Thought you had seen FUD? Now see this: a rock can protect your computer from viruses

Ken Munro 22 May 2015


The fear, uncertainly and doubt employed by many security vendors marketing departments to push product riles me, but I get used to it. Then I saw this last night.

Seasoned infosecurity professionals incredulous that anyone could make such a claim about a lump of rock

Spotted (I think) by @florbrasiko

I’m not here to comment on the effectiveness of alternative therapies, but b******t such as the above makes me really angry. Maybe malachite does have EMF reducing properties, but if you want to reduce electromagnetic radiation, use a Faraday Cage or similar shielding. Reducing EMF will not reduce viruses and malware, unless blocking RF will result in your Wi-Fi connection dropping and you no longer have access to the internet!

Experiment time!

According to the logic in the article, malachite will improve effectiveness of your existing anti-virus. I decided to try a little experiment, admittedly totally empirical & it only concluded when I got bored, decided it was too silly and went to the pub for lunch instead.

I took the metasploit HTTPS reverse shell, dug out a few samples from previous work and evaluated detection rates on A/V in a local VM

Veil-evasion was the only framework to consistently prevent detection. So, could we improve it with malachite?

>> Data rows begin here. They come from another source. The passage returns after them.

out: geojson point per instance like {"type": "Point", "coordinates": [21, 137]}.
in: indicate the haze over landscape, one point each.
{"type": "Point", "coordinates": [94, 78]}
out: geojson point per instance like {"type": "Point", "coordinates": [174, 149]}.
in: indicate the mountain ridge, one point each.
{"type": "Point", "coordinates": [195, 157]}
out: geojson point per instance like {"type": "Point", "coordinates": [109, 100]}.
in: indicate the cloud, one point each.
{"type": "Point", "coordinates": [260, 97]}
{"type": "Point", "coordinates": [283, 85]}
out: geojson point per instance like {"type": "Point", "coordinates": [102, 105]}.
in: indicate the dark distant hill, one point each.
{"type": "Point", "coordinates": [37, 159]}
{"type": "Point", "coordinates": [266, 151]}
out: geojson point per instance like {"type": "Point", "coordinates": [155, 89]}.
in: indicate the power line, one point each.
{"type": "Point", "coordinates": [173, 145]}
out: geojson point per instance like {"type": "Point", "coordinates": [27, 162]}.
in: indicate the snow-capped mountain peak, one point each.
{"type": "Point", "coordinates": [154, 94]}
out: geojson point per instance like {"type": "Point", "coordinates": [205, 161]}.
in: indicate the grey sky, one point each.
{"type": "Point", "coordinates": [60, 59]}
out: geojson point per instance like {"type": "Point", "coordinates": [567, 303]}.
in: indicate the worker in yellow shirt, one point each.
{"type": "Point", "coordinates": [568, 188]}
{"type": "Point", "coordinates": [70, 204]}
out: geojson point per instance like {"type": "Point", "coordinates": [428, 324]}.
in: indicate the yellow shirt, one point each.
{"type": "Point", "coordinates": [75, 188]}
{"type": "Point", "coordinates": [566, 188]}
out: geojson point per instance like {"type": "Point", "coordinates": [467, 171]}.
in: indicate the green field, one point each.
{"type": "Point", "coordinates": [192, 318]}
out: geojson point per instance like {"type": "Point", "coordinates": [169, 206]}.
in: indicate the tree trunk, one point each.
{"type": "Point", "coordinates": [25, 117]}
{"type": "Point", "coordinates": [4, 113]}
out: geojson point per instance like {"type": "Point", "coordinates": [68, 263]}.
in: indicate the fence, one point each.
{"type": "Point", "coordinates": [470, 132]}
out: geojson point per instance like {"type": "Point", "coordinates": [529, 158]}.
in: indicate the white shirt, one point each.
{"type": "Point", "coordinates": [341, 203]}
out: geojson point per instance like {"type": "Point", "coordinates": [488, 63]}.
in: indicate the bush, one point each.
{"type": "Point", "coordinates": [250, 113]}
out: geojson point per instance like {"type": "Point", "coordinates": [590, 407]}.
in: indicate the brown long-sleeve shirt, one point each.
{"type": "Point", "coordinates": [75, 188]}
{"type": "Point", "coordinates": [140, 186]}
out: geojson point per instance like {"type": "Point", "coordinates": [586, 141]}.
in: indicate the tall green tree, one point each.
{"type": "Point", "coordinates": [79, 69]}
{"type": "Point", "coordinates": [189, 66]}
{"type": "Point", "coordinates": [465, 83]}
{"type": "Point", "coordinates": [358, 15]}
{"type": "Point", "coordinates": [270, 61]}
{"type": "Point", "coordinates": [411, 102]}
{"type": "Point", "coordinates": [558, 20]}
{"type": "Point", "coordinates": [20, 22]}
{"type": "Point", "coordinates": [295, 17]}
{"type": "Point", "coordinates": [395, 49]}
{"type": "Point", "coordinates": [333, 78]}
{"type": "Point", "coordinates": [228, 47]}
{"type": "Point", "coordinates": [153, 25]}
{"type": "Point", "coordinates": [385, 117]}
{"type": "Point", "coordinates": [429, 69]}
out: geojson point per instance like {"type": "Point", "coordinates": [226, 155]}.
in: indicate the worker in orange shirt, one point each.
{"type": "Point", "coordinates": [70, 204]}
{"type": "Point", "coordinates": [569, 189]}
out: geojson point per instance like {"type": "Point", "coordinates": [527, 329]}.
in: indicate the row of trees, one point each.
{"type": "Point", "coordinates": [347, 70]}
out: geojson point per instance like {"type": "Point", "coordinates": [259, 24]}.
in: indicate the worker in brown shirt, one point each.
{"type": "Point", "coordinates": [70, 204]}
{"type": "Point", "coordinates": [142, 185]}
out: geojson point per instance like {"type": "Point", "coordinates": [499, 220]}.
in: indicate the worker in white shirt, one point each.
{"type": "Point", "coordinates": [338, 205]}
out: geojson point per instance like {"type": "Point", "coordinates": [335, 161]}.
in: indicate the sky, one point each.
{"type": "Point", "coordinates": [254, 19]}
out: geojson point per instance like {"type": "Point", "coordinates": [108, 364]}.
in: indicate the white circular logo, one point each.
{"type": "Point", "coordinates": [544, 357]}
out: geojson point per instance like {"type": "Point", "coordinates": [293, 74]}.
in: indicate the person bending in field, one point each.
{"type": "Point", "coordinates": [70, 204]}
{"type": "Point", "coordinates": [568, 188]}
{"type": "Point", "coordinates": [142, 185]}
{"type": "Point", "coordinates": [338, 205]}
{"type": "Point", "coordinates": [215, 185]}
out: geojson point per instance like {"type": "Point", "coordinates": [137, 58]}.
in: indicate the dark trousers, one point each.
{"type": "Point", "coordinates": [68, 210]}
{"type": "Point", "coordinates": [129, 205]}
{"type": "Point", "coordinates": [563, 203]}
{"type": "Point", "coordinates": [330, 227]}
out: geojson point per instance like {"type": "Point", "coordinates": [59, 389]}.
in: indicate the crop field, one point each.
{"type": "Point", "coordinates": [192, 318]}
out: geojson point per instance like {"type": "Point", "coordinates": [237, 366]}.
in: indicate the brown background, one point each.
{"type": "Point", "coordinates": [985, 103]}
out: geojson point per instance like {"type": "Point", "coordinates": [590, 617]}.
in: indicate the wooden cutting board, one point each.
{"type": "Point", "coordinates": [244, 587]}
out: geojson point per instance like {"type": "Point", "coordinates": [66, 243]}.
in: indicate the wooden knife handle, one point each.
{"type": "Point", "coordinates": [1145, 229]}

As instructed, I warmed the malachite in my hand, soaked up negativity from the office (sorry, think they meant cynicism!) and circled my laptop with the stone


As can be seen above, the malware sample ran fine and the connection back worked. I added some extra malachite to my laptop to see if that would help matters. It didn’t.

I then wondered if I was doing something wrong, so figured we could try malachite as an in-line filter on my network connection.

Network Stone

That didn’t change much either

I wanted to try micro-sandboxing the samples with malachite to see if that would help, but couldn’t get the rocks inside my laptop without causing extensive damage or grinding them in to a powder and pouring in to the CPU vents. I figured the laptop wouldn’t work for long after that, so I guess the malware wouldn’t have run for long…

What did I learn from this experiment?

That malachite does not substitute or augment anti-virus

That Veil-evasion is still a really cool framework and does not require a template for evading malachite-based detection :-)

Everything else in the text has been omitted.